In recent years, the usage of microwave in organic synthesis has become very
prevalent. Microwave-assisted synthesis is a particularly appealing alternative to
synthesis under thermal conditions since they often proceed much faster and deliver
products with higher yields and higher purity. With conventional heating using an
external heat source such as an oil bath, the energy transfer to the sample is almost
slow and inefficient, conversely, microwave energy is transferred directly to the
reaction mixture through dielectric heating. The heating is mainly caused by dipolar polarization and ionic conduction [39]. In this regard, in the continuation of our
previous group works on the development of multicomponent reactions for the synthesis of imidazole derivatives [40, 41], we herein describe a facile and efficient
strategy for the synthesis of ethyl-2-(3-aryl imidazo[1,2-a]pyridin-2-yl)acetates and
ethyl 3-aryl-3-(pyridin-2-ylamino)propanoates via the three-component reaction of
2-aminopyridine and Meldrum’s acid in the presence of aryl glyoxals or aryl aldehydes in ethanol at reflux and microwave conditions.
Results and discussion
To find the optimized conditions, we studied the synthesis of ethyl 2-(3-(p-tolyl)

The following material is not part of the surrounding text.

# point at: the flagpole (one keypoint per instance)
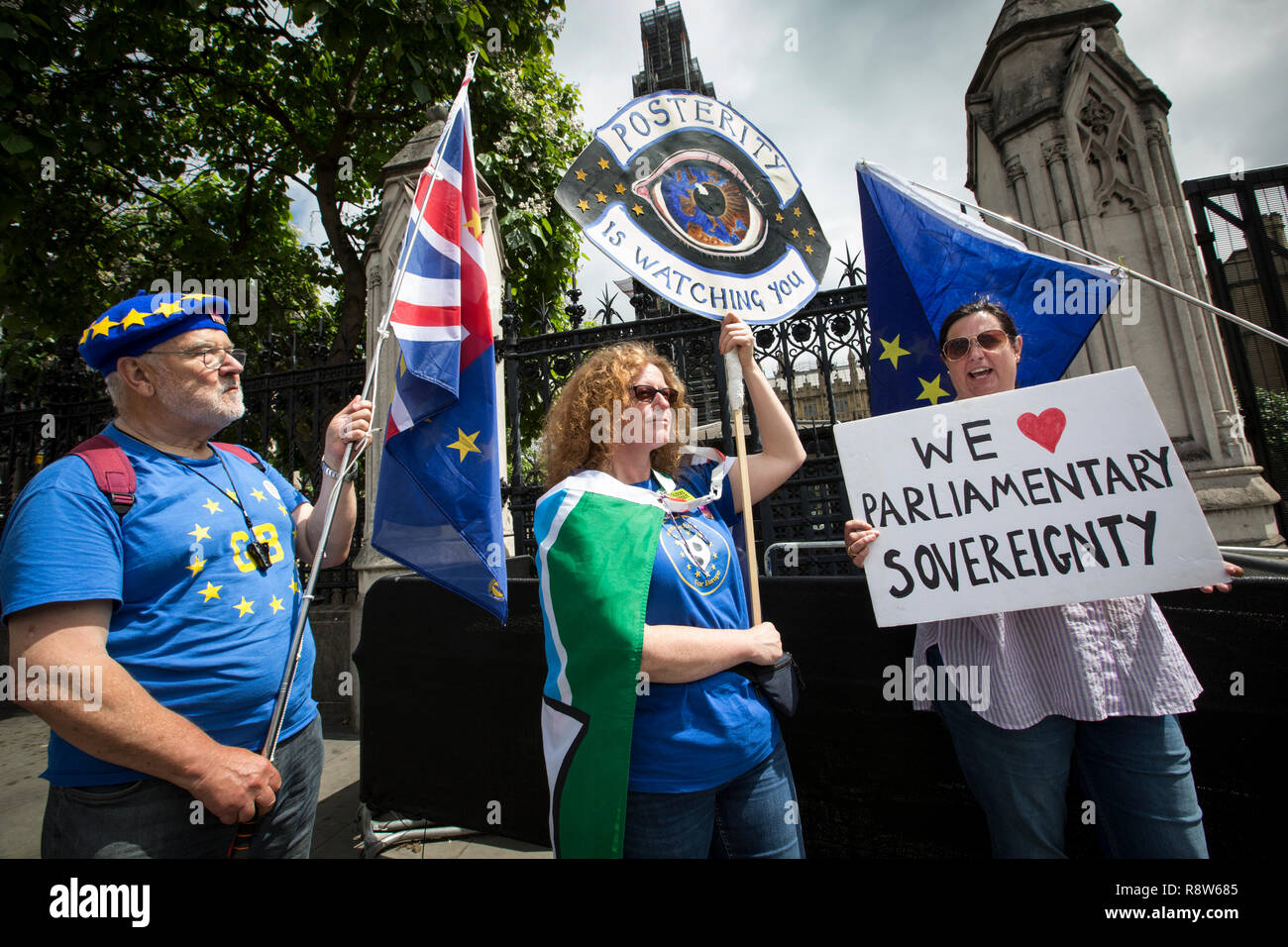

imidazo[1,2-a]pyridin-2-yl)acetate 4a via the three-component reaction of Meldrum’s acid 1 with 4-methylphenylglyoxal 2a and 2-aminopyridine 3 under a variety
of conditions (Table 1).
The optimization of the reaction conditions, including solvent, catalyst, and temperature was investigated. First, various solvents such as ­H2O, EtOH, ­H2O/ EtOH,
­CH3CN, THF, and toluene, were examined, and ethanol was proven to be the preeminent solvent for this reaction. Then, the reaction was carried out in the presence
of acetic acid as catalyst at room temperature in ethanol solvent (Table 1, entry 8).
Finally, we observed that the reaction temperature also have an important influence
on the reaction. So that the reaction was carried out at room temperature in 2 h,
the product was formed in 45% yield, but under reflux conditions in the same time,
the product was formed in 60% yield (Table 1, entries 8 and 11). It was found that
a longer time of the reaction in acetic acid at reflux conditions did not improve the
yield (Table 1, entry 12). A series of experiments revealed that the optimal results
were obtained when the reaction of Meldrum’s acid (1, 1.0 mmol) was conducted
with 4-methylphenylglyoxal (2a, 1.0 mmol), and 2-aminopyridine (3, 1.0 mmol)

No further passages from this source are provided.